What happens when a brigade’s sharpest minds confront a deluge of sensor feeds and must make life-or-death choices with seconds to spare? Project Flytrap, a five-month Army exercise focused on counter-unmanned aircraft operations, delivered a stark answer: advanced sensors and algorithms mean little if the people in charge aren’t trained to translate raw streams of data into timely, trustworthy decisions. The exercise exposed a widening—and dangerous—gap between technological capability and human readiness.
Senior officers and the new data battlefield
Over the past decade the Army and other services have poured resources into sensors, machine learning, and networked effects to detect, track, and defeat small unmanned aircraft. Those systems generate surging volumes of information: contact tracks, signature data, prioritization scores, geospatial overlays and algorithmic recommendations. The promise is speed and precision: automation that distills complexity and gives commanders an edge. In practice, automation changes rather than eliminates the role of human judgment, and that change demands new skills from senior officers.
Project Flytrap’s preliminary findings show recurring, predictable problems. Many senior officers, schooled through careers to lead by experience and tactical intuition, are not routinely trained in the subtleties of data quality, algorithmic limitations, or how interface design channels decision-making. Under compressed timelines, when systems present competing courses of action, commanders may hesitate—questioning provenance and trust—or default to conservative choices that blunt operational effectiveness.
Technologists naturally point to usability and integration fixes: clearer provenance metadata, explainable algorithms, and human-machine interfaces designed around the user’s needs. Commercial sectors—aviation, finance, medicine—offer precedents where rigorous human-centered design and certification have reduced automation-related failures. Translating those lessons to military systems, however, requires explicit requirements tied to doctrine, realistic testing, and procurement patience that is rare in urgent acquisition environments.
Policy and education must change too. If future battlefields demand data fluency in command positions, professional military education, war games and promotion pathways must reflect that reality. Updating curricula, creating continuous training pipelines, and incorporating technical literacy into promotion criteria carry cost and cultural implications. But without such investments, advanced systems risk becoming sophistication without impact.
From the ground up: users, chains of command, and trust
Project Flytrap also showed how tools can be undermined by human processes. Junior warfighters often rapidly master new consoles and analytics, yet final targeting decisions typically rest with more senior leaders whose comfort with the tools varies widely. Information that flows up the chain may be reinterpreted, delayed, or filtered through conservative judgment—reducing tactical opportunities created by fast sensor-to-shooter timelines.
Adversaries are alert to these seams. Actors with a grasp of where decision-making slows can exploit those moments with distraction, deception, or saturation techniques: injecting spurious signals, timing attacks to coincide with decision bottlenecks, or creating ambiguous data that forces commanders to second-guess algorithmic advice. In sensor-dense domains, such tactics convert a potential data advantage into an exploitable liability.
Concrete steps to close the gap
Addressing the gap between advanced systems and the human systems that operate them means expanding training and changing acquisition and doctrine:
– Integrate education on data provenance, sensor limits, and probabilistic reasoning into PME and executive courses for senior officers.

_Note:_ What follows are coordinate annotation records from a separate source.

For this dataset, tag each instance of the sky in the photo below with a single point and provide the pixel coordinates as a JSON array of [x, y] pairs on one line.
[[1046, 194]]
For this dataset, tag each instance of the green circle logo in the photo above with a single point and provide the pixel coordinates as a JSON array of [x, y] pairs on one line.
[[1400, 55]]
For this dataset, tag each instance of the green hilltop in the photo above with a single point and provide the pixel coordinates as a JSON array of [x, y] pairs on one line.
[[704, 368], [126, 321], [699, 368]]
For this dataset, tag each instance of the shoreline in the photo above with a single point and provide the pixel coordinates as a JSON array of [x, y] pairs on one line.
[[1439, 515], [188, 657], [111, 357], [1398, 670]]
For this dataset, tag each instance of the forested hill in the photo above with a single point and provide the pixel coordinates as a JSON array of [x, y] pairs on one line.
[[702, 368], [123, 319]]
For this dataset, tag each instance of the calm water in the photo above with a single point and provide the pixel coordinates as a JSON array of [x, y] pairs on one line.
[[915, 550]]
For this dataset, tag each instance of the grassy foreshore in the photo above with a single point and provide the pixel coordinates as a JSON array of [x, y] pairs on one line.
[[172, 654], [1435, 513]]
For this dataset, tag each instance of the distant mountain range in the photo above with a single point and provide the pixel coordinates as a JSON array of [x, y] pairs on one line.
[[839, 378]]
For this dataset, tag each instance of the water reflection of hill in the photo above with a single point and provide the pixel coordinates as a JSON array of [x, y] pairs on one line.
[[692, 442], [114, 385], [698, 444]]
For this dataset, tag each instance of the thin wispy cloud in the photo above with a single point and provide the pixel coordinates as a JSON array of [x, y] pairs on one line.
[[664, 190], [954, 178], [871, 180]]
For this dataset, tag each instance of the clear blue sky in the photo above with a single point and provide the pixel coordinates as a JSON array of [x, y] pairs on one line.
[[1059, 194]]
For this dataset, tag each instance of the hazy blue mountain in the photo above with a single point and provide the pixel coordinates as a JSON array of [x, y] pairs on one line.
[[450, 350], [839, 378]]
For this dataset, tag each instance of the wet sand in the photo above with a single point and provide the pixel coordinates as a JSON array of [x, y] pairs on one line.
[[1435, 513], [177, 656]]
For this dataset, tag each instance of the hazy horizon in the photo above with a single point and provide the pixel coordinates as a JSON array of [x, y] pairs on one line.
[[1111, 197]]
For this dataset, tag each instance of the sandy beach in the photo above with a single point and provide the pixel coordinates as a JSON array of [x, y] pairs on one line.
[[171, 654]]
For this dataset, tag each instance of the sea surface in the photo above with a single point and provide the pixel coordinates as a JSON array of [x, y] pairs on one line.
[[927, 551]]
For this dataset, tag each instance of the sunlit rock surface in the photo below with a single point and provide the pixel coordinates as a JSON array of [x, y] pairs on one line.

– Create realistic exercises that force commanders to act on partial, probabilistic information under time pressure.
– Require human-machine interface standards, built-in explainability, and red-team testing during acquisition to ensure systems support rapid, trustworthy decisions.
– Update doctrine to clarify the relationship between algorithmic recommendations and human authority, including lines of accountability and procedures for challenging automated outputs.
– Fund continuous professional development and incorporate technical literacy into promotion metrics.
These measures are neither cheap nor quick. They demand time in service schools, investment in new curricula, and contractual changes to include end-user training as deliverables. Yet the alternative—fielding sensors and decision aids that leaders cannot reliably use—squanders capability and erodes trust in systems intended as force multipliers.
Cultural hurdles and accountability concerns
Change will also confront deeply held professional norms. Senior officers develop identities tied to experience, intuition, and responsibility. Expecting them to accept algorithmic inputs raises legitimate questions about accountability and control. Training, therefore, must go beyond technical instruction: it should establish conceptual frameworks that contextualize algorithm output, teach how to interrogate model limits, and reinforce clear lines of responsibility when human decisions follow or override machine recommendations.
A systems approach to capability
Project Flytrap’s message is not a call for blind faith in automation; it is a reminder that capability is an ecosystem. Sensors, software, networks and people must be designed and trained to operate together. Ignoring the human element reduces the whole’s effectiveness. If the exercise’s preliminary results hold as final assessments arrive, the Army—and the wider defense community—faces a clear choice: invest in the human side of data as seriously as in hardware, or accept a future in which data-rich systems outpace the people who must use them.
Senior officers must be at the center of that investment. How long can superiority be claimed when the commanders in charge cannot read the scoreboard?